Due to a tremendous craziness at the Center today, thankfully having nothing to do with soy bombs, Abdul wasn't able to get a Dylan post today. He'll have it, he assures me, tomorrow.
But no problem! We've got something to make you...well, dance. My suggestion is crank up the volume on "Rainy Day Women."
Rather than write much more on Dylan myself, I decided to use a fantastic anecdote from Richard Currey. (Seriously, you'll love this. Skip what I'm writing if you have to. Read Richard's story below.)
After reading this blog yesterday, he e-mailed and told me about this funny story involving his daughter and Dylan. Of course I had to ask him to tell me the whole story--and to tell all of you readers of this blog, as well. This is Currey on Dylan and his daughter Aja. This is a true story; it happened one night at a Dylan show:
It was a great show, with Dylan doing a long array of his best-known material, many in slightly different ways -- "Like A Rolling Stone" acoustic, guitar and harmonica, alone on the stage, in the manner of his first couple albums. On the other hand, "A Hard Rain" was done with the full band in a kind of rave-up/rocker mode. So the show closes, and Dylan (who, in his classic manner, did not speak during the show, did not introduce songs, did no get-familiar-with-the-audience chatting, indeed did not much look at us) gives a little wave and leaves the stage. Thunderous standing O. Which goes on and on. And then gave way to rhythmic clapping. Dylan and the band re-emerge, take up positions, and kick in to "Rainy Day Women" (aka "Everybody Must Get Stoned"). So it's rollicking high-energy in the auditorium, and -- abruptly -- Aja bolted, racing forward. ALONE. It's not like the stage was being charged or anything.

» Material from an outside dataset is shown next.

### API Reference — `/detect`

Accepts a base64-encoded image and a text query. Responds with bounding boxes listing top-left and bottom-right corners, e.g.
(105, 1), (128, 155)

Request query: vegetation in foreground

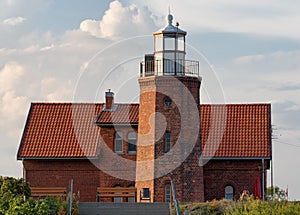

So we have this one teenaged girl hauling ass for the stage. I shouted after her, my father protect-your-child mode alerted, but she didn't hear and didn't turn around --and probably would not have even if she had heard me. The security thugs saw her coming, and went shoulder-to-shoulder in front of the stage. She got to the phalanx, and by now Bob's looking down at the scene. She yelled something up at him. He sang a verse, and then stepped back from the mike and waved her up. The thugs look up. Dylan waves at them: Let her up. With that, a couple of the security guys gave her a lift and she hit the stage and ripped into a great dance. And Bob danced with her, playing the guitar, but dancing! And, as they say, the crowd went wild.
The musicians were loving this, and the music really pulsed. But now a lot of folks have pressed forward, and the guards let several more up, maybe 10 or 15 or so, and now the other musicians are dancing with the folks from the crowd, playing and dancing. The music finally winds down and I see Dylan lean in close to Aja but I can't see much from where I am halfway back in the hall, then Dylan turns, mumbles a quick thank you into the mike and leaves with the band. I made my way to the back wall of the auditorium, hoping my kid would emerge out of the crowd. And, after a while, she did, looking flushed and, well, deliriously happy. She stepped up to me and we're both grinning at each other, and she holds something up. A guitar pick. "Bob gave this to me," she said. I asked her what she had yelled up to him when the guards first stopped her. "I just said, 'Bob, I love your music!"
She kept the guitar pick and ticket in a shadowbox in her room for years. She still has it. She's 27 now, and feels an ownership in the import and pleasure and connection in Dylan's words and music as much as I do. But very much on her own terms, in the context of her own generation's issues, and in light of her own experience with ... well, with Bob himself.